All the same, Margaret handed her a card. It was a very simple recipe that had been used for generations. The ink was red, likely blood. Margaret hadn’t been born with the sight, but she’d been at the Art long enough to decipher what a woman wanted most in the world. “It was given to me by Cora at a time when I was in desperate need.”
“I’m not desperate,” Gillian was quick to correct her.
“Just take a look,” Margaret suggested.
Take two lettuce roots and pour your urine upon them.
If the root shrivels, throw it out. If it germinates, plant it in a pot on your windowsill. Boil garlic each night and eat the entire bulb.
Bake the following cake and feed to the man involved, using eggs, flour, milk, your blood, and honey. Be on top and he will be hungry for more.
“What is this?” Gillian said, gazing up at the cunning woman before her.
“Recite the incantation each night.”
Gillian turned the card over, tears rimming her eyes.
Goddess of the Night, Hecate, honored above all, you are the beginning, you are the end. From you are all things, and in you, eternal one, all things end.
“This is the recipe that worked for me when I wanted a child,” Margaret Wright told her. “I’ve been grateful ever since.”
* * *
Sally couldn’t bring herself to have lunch with the others under her family’s watchful eye. She was falling apart and didn’t want their pity. What was worth living and dying for? How did one go on in the trembling darkness of what might happen next? Women who lost daughters or husbands, women who were skin and bones, who were filled with sorrow, women who couldn’t find their way home, who denied who they were or what they might be willing to do. Instead of joining the others at the table, Sally walked to the marsh. She’d left her boots behind and held up her skirts. The sun beat down on her narrow shoulders. She stopped to watch a cloud of crows soar overhead. With one hand across her eyes she still searched for them vainly even after they’d scattered to perch on the banks, where they couldn’t be seen in the tall grass. She wanted a sign. A voice, a song, an omen. Clouds that turned pink, a vision of another place and time. This was a remote area, one where you rarely saw a person, perhaps the occasional fisherman on a long boat. Sally’s heart lifted when she saw a figure in the reeds. Perhaps it was her daughter, it surely must be, but as she waded forward she observed a dark-haired girl she didn’t recognize treading through the land that was half earth and half water, a leather bag held above her head for safety’s sake. Everything was blue, her dress, the water, the sky.

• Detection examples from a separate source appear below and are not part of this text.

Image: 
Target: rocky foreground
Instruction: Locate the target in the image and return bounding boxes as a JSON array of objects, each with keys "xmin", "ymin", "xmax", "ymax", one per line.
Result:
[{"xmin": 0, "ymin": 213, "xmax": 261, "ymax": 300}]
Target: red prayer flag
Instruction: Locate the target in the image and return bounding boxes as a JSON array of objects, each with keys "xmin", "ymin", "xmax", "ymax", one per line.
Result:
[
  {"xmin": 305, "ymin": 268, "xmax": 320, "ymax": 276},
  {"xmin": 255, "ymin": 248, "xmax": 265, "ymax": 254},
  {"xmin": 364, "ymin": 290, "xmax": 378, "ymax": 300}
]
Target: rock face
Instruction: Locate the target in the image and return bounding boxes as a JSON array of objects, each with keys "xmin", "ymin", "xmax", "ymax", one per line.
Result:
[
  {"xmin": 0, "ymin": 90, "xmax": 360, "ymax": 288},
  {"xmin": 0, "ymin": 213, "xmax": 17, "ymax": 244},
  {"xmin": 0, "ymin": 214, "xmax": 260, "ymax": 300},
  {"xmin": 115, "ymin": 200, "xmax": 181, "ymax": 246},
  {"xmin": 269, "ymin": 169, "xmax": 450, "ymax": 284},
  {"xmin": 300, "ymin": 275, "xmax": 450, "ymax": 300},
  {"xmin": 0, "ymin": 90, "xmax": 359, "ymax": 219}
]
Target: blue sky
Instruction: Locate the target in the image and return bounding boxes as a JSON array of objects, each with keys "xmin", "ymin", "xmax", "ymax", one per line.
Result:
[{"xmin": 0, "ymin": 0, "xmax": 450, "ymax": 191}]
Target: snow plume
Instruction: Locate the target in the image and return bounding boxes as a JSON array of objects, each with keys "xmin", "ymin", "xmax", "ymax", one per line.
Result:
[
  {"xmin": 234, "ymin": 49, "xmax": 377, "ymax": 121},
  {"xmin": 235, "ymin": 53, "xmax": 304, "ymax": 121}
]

“Wait,” Sally called. “It’s too deep,” she scolded.
The girl turned and their eyes met across the marsh and then Sally knew it was a shade out there; Maria had steadfastly been repeating her steps for three hundred years, unable to rest while the curse was at work. Sally stood there spellbound as the girl vanished between the bands of shadow and light. Once she had, the crow gave a shrill cry and lifted back into the sky.
“Are you all right?” Ian had come up behind Sally, breathing hard. He wasn’t entirely sure what had happened until Sally turned and he saw the wonder looming in her eyes. “You witnessed the appearance of a shade.”
“It was a girl.” Sally’s palms had grown clammy and panic overtook her. She started off into the water. “I won’t let her drown.”
Ian didn’t wait to hear any more of her explanation. He was vain about his knowledge of the marshes and fens. People drowned by accident all the time and Sally wasn’t going to be among them. “Stop right where you are, Sally. That was not your daughter. It was a ghost if it was anything at all. Something that was mortal and is no longer. I’ve seen her, too.” He’d been high on LSD at the time, but there was no need to mention that. He had seen a shade with black hair, a young girl who vanished as he approached.